Study finds menbutone boosts albendazole exposure in calves
A new Frontiers in Veterinary Science study suggests menbutone may modestly increase exposure to albendazole’s active metabolite in calves. Researchers at the University of León gave 12 calves oral albendazole at 7.5 mg/kg either alone or with intramuscular menbutone at 10 mg/kg, using one or two menbutone doses 24 hours apart. Compared with albendazole alone, a single menbutone dose increased albendazole sulfoxide peak plasma concentration by 33.5% and overall exposure by 31.8%, while a second menbutone dose did not add further benefit. The authors frame the finding as a pharmacokinetic interaction that could help optimize use of an established anthelmintic at a time when resistance remains a growing concern. (frontiersin.org)

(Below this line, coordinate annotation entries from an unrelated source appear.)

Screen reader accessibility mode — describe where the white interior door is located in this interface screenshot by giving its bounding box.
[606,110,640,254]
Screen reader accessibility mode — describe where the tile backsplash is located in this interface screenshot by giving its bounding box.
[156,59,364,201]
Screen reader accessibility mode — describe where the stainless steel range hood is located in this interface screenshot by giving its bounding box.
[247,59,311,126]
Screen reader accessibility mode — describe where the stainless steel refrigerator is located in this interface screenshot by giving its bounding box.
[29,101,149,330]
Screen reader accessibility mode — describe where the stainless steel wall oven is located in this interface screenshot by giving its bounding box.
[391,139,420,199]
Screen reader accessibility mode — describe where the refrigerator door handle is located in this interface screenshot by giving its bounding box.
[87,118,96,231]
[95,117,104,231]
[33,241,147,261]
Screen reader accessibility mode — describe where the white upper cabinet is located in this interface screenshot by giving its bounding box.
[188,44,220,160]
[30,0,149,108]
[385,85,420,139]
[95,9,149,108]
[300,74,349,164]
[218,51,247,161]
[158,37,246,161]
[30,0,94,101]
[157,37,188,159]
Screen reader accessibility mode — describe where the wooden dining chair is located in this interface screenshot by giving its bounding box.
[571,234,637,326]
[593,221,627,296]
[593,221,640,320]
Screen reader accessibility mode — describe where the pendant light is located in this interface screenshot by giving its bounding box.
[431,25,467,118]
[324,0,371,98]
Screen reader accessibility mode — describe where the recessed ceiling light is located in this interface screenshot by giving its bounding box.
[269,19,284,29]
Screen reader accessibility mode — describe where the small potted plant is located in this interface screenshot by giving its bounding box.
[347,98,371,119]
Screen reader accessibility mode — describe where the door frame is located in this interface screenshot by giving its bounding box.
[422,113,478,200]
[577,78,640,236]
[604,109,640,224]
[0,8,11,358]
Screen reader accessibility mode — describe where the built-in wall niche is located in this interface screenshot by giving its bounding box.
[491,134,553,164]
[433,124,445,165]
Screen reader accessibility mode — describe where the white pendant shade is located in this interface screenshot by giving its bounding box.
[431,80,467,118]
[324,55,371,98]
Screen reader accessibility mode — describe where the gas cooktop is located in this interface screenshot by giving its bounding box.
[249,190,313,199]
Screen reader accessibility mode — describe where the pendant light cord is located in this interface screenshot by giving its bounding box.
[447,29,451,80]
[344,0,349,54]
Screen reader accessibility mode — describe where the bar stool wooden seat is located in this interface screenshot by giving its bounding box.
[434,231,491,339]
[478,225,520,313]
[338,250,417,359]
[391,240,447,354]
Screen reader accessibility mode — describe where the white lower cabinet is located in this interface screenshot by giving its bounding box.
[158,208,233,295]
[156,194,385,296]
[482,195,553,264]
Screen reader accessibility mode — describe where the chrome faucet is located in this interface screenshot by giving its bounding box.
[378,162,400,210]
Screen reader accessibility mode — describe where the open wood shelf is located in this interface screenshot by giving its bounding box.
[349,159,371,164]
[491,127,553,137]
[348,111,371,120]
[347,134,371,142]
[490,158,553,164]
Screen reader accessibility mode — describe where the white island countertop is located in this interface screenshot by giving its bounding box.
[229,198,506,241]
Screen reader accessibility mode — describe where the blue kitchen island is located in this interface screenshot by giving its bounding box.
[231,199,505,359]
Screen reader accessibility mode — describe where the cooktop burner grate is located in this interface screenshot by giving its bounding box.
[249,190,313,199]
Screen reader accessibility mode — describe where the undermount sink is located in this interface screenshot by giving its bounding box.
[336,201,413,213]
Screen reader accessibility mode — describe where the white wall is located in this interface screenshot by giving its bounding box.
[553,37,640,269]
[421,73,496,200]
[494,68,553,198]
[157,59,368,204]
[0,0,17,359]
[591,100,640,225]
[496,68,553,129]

Why it matters: For veterinary professionals working in cattle practice, the study adds to a small but growing body of evidence that drug disposition can be altered by pairing albendazole with a choleretic agent. Menbutone is used in food-producing species in Europe, and published background literature describes it as stimulating bile, pancreatic, and peptic secretions, a plausible mechanism for improving albendazole dissolution and absorption. Still, this was a 12-animal pharmacokinetic study, not an efficacy trial, so it doesn’t show better parasite clearance, clinical outcomes, or a change that should be translated directly into label use. (frontiersin.org)
What to watch: The next question is whether the higher albendazole sulfoxide exposure seen in calves translates into better field efficacy, practical dosing guidance, or label-relevant evidence in cattle. (frontiersin.org)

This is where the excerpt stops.